I've been looking around the Internet for forums and support groups for people who leave the LDS church.  There was one site I mentioned before,, that I really like.  They seem to be focused on maintaining a safe and pleasant atmosphere.  I think I'll be spending more of my time there.

Unfortunately, there are other forums where the focus is on anger toward the church itself.  I can understand why people have anger toward the church and toward its members.  I can understand that people have been through a lot of negative experiences during their time as members of the church.  And I do understand the importance for some people to have a place where they can vent their anger and their frustrations.  But, I've found that participation in these forums where the energy is spent attacking the church only serves to make me more angry and bitter inside and I don't like that.

I have seen people shut out all logical thought due to their religious beliefs, and I see no value in that.  But, when people shut out all logical thought due to their hatred of religion, I don't believe that is any more productive nor reasonable.  In fact, if anything, it's only more damaging because it's not only illogical, it's hateful.  I understand that people get emotional--that emotion is a large part of the human experience--but I think that mixed in with all that emotion there should be logic as well.  In my opinion, blind faith is bad but blind hatred of faith is worse.

I have come across people that have been so jaded that they refuse to admit that they had even one positive experience with their time as a Mormon.  I see no reason to deny all of the feelings I had while I was a believing Mormon simply because I no longer have those same feelings.  I see no reason to pretend that I gained nothing positive from my Mormon experience.  Mormonism taught me many wonderful things, and I am grateful for that.  While I was a Mormon, I was happy being such.  I don't have to pretend that I was miserable the whole time I was Mormon simply to prove that I'm happy now, having left the church.

This is one reason why I like the mentality of  I view my departure from the church more like graduation.  While I was a Mormon, I was in high school and I enjoyed my high school experience very much, with all of my high school friends.  Now, I've graduated from high school and I've moved on to college.  I still enjoy associating with my high school friends--all of my friends and family who are Mormon--and I'm not going to de-friend anyone simply because I don't go to high school with them anymore.  But, I look back on my time as a Mormon with fond memories.

Mormons who have served full-time missions commonly call them "the best two years of my life".  I would agree.  I would say at the very least that my mission was the best two years of my Mormon experience.  I love Japan and the Japanese people, and that is something that I developed on my mission.  I went back to visit Japan last year, and it was such a happy experience for me.  There is a special place in my heart for Japanese people, and I think there always will be.
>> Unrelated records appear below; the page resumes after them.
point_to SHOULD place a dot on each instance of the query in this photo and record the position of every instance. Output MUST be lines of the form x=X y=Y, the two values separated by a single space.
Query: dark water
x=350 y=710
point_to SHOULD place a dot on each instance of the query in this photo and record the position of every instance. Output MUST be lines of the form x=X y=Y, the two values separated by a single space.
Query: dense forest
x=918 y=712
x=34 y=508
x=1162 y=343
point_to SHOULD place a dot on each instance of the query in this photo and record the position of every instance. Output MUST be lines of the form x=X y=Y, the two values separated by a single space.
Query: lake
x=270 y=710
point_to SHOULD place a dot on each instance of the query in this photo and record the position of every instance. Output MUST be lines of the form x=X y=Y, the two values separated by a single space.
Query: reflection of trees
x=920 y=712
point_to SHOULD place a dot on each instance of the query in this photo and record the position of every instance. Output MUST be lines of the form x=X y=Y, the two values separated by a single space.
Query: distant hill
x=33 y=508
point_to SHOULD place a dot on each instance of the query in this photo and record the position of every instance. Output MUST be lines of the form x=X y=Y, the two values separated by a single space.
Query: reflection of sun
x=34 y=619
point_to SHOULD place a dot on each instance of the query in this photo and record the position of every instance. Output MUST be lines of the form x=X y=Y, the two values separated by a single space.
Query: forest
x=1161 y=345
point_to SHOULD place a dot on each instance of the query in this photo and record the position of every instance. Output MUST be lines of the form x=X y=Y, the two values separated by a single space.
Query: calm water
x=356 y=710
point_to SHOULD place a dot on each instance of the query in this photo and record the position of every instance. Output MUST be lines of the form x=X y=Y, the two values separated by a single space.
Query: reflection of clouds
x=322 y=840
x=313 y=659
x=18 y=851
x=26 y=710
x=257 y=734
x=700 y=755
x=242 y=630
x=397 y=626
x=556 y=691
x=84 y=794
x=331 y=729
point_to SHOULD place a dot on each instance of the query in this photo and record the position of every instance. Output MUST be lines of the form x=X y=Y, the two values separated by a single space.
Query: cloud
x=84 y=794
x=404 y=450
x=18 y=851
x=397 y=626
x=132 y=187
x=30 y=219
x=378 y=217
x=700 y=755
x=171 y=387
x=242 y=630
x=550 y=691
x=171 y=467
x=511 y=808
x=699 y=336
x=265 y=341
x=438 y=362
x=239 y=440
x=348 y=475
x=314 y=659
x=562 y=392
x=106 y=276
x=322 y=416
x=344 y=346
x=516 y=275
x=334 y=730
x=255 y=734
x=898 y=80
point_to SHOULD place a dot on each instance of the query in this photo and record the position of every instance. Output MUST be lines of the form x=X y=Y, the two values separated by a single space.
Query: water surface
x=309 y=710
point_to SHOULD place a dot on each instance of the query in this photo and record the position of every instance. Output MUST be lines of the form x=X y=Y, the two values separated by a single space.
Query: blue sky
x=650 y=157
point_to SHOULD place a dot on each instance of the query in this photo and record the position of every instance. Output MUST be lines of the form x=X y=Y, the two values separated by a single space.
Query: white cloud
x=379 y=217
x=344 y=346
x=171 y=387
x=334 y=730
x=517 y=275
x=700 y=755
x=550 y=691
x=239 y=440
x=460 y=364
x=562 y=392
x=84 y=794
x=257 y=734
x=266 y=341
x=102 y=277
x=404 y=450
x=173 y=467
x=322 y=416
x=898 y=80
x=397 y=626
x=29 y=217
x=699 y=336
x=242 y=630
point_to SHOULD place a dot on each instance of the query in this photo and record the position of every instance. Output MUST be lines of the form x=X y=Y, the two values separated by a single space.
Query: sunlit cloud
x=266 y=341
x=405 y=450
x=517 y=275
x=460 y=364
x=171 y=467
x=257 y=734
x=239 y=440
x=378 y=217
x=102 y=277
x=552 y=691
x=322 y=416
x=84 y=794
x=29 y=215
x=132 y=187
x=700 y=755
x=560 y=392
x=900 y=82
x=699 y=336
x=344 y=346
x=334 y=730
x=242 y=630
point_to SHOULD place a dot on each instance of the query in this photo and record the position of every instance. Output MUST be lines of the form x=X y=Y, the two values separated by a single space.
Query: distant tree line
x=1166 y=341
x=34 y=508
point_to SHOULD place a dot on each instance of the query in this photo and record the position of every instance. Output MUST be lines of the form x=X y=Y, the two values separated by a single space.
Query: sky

Certainly, I feel resentment at the fact that I've been lied to my whole life.  And I feel stupid for having believed in it as fiercely as I did while I was a member.  But, I wouldn't say that any resentment or anger is directed at any person or persons in particular.  Can I be mad at my parents for teaching me LDS doctrine simply because I've found out that it's false?  I don't think that's reasonable.  My parents raised me with love, and I have nothing negative to say about their parenting technique nor how they've treated me.  Perhaps I can be mad at Joseph Smith for making it all up, but why?  He's dead.  Maybe I could be mad at the current leadership of the church for maintaining the charade.  But, again, I ask why?  They're cute old men.  I've often heard that holding a grudge is like drinking poison and waiting for the other person to die.  I could be mad at Thomas Monson, but it won't affect him in the slightest--it would only serve to ruin my own life.

I'm not afraid to admit that over the last couple months I've felt very embarrassed about the fact that I ever believed in Mormonism.  But, during that time I've learned quite a bit about the brain and why religion is such an attractive thing to the human psyche.  I've learned lots of the brain's mechanisms that religion exploits, and also about mechanisms that make it easy to believe in a religion and hard to leave it.  It's been wonderfully educational to me, and quite liberating.  I don't have to feel bad about believing in things that, when viewed as an objective outsider rather than as a subjective insider, seem altogether ridiculous.  It's just the way my brain is wired.  Knowing more about myself empowers me to take more control of my own life.  The more I learn about this subject, the better I can prevent future exploitation of my brain's natural functions.  I found a video series discussing the psychology of belief and have found them to be rather enlightening.  It certainly has motivated me to try to learn more, and I would recommend the videos to anyone--believer or non-believer.

I'm still not quite as emotionally mature as I'd like to be, but at least I can admit that I have fond memories of Mormonism, I had many happy experiences there, and I do miss many things about being a Mormon.